何安下下山之后,第一天便遇到了他第一个师父崔道宁。他想吃崔道宁手中的荷叶鸡,却以原始的野蛮的方式抢占。在佛洛依德的儿童的性进阶理论中,婴儿刚出世时,最先的生理需要是吸乳,婴儿的口腔获得了一种快感,弗洛伊德称之为性欲的雏形。崔道宁最后将荷叶鸡给了何安下,满足了后者的口欲与果腹问题。他还要收留何安下,让其成为自己的助手。于是,崔道宁问:“想不想每天都有口饱饭吃啊?”何安下便爽快地答应:“想!”只要满足了自己的口与胃的欲望,何安下甚至可以叫崔道宁为爹。“你信不信我叫你爹!”一句台词引得全场爆笑。崔道宁告诉不知自己何日诞生的何安下,今天便是他的“生日”。“第一天下山就有荷叶鸡吃了。这还不是生日吗?”那天是何安下的生日,象征着何安下在世俗世界里作为“婴儿”的诞生。

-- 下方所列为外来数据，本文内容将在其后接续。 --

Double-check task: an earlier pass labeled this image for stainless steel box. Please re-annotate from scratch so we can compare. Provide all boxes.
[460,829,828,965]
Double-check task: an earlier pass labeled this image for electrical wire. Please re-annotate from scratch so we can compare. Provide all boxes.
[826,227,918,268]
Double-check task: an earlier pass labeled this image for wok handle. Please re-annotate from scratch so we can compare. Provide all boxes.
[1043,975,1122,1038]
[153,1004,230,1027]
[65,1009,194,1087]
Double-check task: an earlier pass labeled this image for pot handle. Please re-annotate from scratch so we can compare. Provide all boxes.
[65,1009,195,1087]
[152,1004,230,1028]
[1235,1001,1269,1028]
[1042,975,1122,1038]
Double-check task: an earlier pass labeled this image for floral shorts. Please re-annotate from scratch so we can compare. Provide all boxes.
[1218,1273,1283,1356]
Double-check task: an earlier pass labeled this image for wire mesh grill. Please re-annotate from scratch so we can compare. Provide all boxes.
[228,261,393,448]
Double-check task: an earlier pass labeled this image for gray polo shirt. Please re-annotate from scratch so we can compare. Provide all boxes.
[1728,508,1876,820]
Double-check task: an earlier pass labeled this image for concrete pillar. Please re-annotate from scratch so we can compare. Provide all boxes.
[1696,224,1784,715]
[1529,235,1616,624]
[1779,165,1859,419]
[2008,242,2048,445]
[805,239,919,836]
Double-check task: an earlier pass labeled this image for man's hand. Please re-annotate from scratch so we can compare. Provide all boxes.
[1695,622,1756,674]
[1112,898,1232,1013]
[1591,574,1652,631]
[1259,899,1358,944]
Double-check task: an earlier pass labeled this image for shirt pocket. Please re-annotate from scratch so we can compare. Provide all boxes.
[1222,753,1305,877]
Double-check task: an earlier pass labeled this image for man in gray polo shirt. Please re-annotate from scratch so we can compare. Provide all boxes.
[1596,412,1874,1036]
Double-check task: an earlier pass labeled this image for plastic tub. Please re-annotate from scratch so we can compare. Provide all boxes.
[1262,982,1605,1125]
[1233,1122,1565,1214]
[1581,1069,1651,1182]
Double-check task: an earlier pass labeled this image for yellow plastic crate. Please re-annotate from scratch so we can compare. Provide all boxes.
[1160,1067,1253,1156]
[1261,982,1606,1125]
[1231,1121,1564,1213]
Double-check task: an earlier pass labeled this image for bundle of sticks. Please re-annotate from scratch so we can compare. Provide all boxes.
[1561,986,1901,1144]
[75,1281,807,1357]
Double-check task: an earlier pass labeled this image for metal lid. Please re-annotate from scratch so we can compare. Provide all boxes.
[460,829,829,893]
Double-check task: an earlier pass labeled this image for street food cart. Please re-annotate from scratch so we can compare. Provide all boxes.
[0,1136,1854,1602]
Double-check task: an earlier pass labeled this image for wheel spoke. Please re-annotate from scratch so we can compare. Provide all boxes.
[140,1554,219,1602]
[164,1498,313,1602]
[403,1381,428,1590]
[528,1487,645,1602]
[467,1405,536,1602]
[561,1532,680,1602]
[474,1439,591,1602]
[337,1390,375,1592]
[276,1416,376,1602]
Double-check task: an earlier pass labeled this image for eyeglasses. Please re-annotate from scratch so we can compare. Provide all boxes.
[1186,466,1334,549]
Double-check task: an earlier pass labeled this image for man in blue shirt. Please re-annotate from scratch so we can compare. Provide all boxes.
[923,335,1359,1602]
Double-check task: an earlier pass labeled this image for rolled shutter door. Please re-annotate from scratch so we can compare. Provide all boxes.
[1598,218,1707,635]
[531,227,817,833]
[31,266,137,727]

成为崔道宁家的好帮手,何安下既开心又充实。他勤奋地打扫屋里屋外,帮助崔道宁的医馆事务。更重要的是,他还有一个漂亮温柔的好师母——玉珍。“三人行”成了一个小小的温暖的家。这也是我们世俗生活中最为期待的平凡一种,亦可引用日本的流行词汇——小确幸来概括。何安下依然在成长中,他进入了婴儿性进阶的第二个阶段:婴儿年龄稍大时,性欲由口腔、肛门逐渐转移到身体的各个部位,特别是生殖器官。婴儿在触摸自己的皮肤时,会产生一种明显的快感,弗洛伊德把这一阶段婴儿从自身得到满足的性欲叫做自恋。那个憨厚淳朴的何安下,会自恋吗?当然。跟随西医崔道宁之后,何安下穿上了干净漂亮的长袍,梳起了一头光亮的头发,他开始注重仪表,穿搭各种流行外衣。同时,他对男女之事产生了好奇之心。每当夜幕降临,阁楼上那个灯又亮起来了,师母的娇吟让何安下躁动起来,他爬上楼梯观察那男女之事,似乎看着一桩美好之事的发生。何安下有了情欲,他意识到男女之事尽管只是春风一夜,却让人流连忘返,如此如醉。